Et comment en sortir ?
Le problème est qu’ils dureront aussi longtemps que ces néo-colonisés n’auront pas compris trois choses : la première est que, lorsqu’on est dominé par un prédateur comme la France, et qu’on veut le tenir à une distance respectable de ses richesses, l’on devrait s’arranger à se rapprocher des autres puissances rivales. C’est ce qui a été conseillé au Président Centrafricain, Faustin-Archange Touadera, qui s’est rapproché de la Russie. Deuxièmement, fort de ses puissants soutiens extérieurs, rivaux à la France, il faut en profiter, pour se bâtir une armée nationale capable de défendre les frontières et les intégrités des territoires. C’est ce que s’efforce de faire Paul Biya au Cameroun car, on voit bien que les pays africains dans lesquels sont implantées les bases militaires françaises, (Sénégal, Côte d’Ivoire, Tchad, Gabon, etc.), sont pratiquement sous la tutelle de la France. « La France ne laissera personne menacer l’intégrité du Tchad », c’est Emmanuel Macron, le Président français qui le déclare tout récemment, sur le sol tchadien. Pour la démonstration, plus besoin d’en rajouter.
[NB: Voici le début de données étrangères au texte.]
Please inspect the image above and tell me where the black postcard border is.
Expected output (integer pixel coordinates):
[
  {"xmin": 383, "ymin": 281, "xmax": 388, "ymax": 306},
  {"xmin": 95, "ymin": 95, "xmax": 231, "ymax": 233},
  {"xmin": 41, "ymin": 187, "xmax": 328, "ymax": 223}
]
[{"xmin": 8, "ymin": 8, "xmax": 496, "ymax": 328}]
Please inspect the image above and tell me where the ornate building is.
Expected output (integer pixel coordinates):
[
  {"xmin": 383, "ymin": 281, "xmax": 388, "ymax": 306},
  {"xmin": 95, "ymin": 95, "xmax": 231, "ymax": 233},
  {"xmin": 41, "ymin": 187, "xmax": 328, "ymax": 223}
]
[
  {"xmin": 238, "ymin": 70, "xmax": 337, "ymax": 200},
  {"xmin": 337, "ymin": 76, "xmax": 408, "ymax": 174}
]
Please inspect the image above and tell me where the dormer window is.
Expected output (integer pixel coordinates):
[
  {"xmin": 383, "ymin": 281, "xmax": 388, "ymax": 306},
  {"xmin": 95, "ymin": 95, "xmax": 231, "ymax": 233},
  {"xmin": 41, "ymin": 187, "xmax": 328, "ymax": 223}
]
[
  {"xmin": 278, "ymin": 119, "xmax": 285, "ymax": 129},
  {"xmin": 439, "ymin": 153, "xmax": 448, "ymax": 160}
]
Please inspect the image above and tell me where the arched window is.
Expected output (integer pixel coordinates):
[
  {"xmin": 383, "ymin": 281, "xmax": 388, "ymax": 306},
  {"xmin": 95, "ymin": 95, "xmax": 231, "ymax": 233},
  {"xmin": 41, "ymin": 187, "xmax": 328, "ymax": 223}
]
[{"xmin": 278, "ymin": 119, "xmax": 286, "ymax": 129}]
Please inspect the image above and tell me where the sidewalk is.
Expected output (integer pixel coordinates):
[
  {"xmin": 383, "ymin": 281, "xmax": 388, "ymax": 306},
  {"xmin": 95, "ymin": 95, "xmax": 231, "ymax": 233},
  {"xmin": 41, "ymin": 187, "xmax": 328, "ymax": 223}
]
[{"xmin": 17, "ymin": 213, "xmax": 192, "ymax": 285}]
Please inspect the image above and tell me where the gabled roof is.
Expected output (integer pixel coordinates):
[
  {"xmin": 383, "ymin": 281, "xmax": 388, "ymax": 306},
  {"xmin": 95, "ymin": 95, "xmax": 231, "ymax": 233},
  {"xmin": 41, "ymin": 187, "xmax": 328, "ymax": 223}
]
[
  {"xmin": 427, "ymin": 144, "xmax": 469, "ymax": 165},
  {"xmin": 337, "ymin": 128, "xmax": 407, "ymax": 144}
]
La troisième chose, que ces pays, économiquement asservis et militairement ceinturés doivent faire est sans aucun doute ce que leur principal bourreau, la France, redoute le plus : procéder à la transformation de l’essentiel de leurs matières premières et ressources naturelles en produits finis et commodités qui leur permettent de subvenir à l’essentiel de leurs besoins. La production, la transformation, par les Africains eux-mêmes, de leurs ressources naturelles, de leurs matières premières, pour en obtenir l’essentiel des biens et commodités dont ils ont besoin pour vivre, est la principale clé de voûte qui leur ouvrira les portes de leurs indépendances. S’ils en arrivent à ce niveau, l’économie de la France et de quelques autres pays occidentaux va sans doute s’écrouler.
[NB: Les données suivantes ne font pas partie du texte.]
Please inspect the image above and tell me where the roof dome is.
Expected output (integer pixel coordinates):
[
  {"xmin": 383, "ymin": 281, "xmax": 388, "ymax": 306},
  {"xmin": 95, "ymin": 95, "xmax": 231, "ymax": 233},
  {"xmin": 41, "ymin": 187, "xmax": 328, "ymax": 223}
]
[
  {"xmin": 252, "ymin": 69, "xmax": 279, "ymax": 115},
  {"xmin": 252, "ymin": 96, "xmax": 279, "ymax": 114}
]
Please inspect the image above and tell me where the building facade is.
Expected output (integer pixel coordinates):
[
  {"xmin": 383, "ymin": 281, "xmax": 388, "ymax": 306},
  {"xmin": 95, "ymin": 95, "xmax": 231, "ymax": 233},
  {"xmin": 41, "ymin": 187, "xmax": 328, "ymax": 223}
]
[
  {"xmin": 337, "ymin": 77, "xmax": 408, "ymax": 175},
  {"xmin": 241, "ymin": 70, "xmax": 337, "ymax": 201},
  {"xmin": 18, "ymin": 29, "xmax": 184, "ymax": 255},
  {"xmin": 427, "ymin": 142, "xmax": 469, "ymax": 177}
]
La raison principale des massacres, en Afrique
C’est la raison pour laquelle, depuis la nuit des temps, les puissances d’argent et hégémoniques de la France, massacrent et font massacrer les Africains par les africains eux-mêmes, c’est pourquoi elles éliminent tous ceux qui tentent de se mettre au travers de leurs intérêts en Afrique, y compris les chefs d’États qui leur font obstruction, qui apparaissent comme éveilleurs de consciences. Le but étant garder les Africains dans l’obscurantisme et conserver avec sérénité les avantages de ce continent qui les a enrichis hier, qui continue de les enrichir aujourd’hui et dont ils espèrent s’en emparer définitivement demain.
Pour finir
Il faudrait que certains dirigeants Africains, sous la tutelle de la France sachent que leurs pays demeureront des « non pays », aussi longtemps qu’ils ne se rapprocheront pas des puissances comme la Russie et la Chine afin de tenir la France à distance respectable de leurs richesses, aussi longtemps qu’ils laisseront perdurer les bases militaires françaises sur leurs territoires, aussi longtemps qu’ils se contenteront, eux et leurs populations, d’être ces éternels importateurs des biens, commodités et services, que leurs pays peuvent pourtant produire s’ils s’en donnent les moyens et la volonté, puisque tout ou presque l’essentiel des ressources naturelles et matières premières sont en Afrique.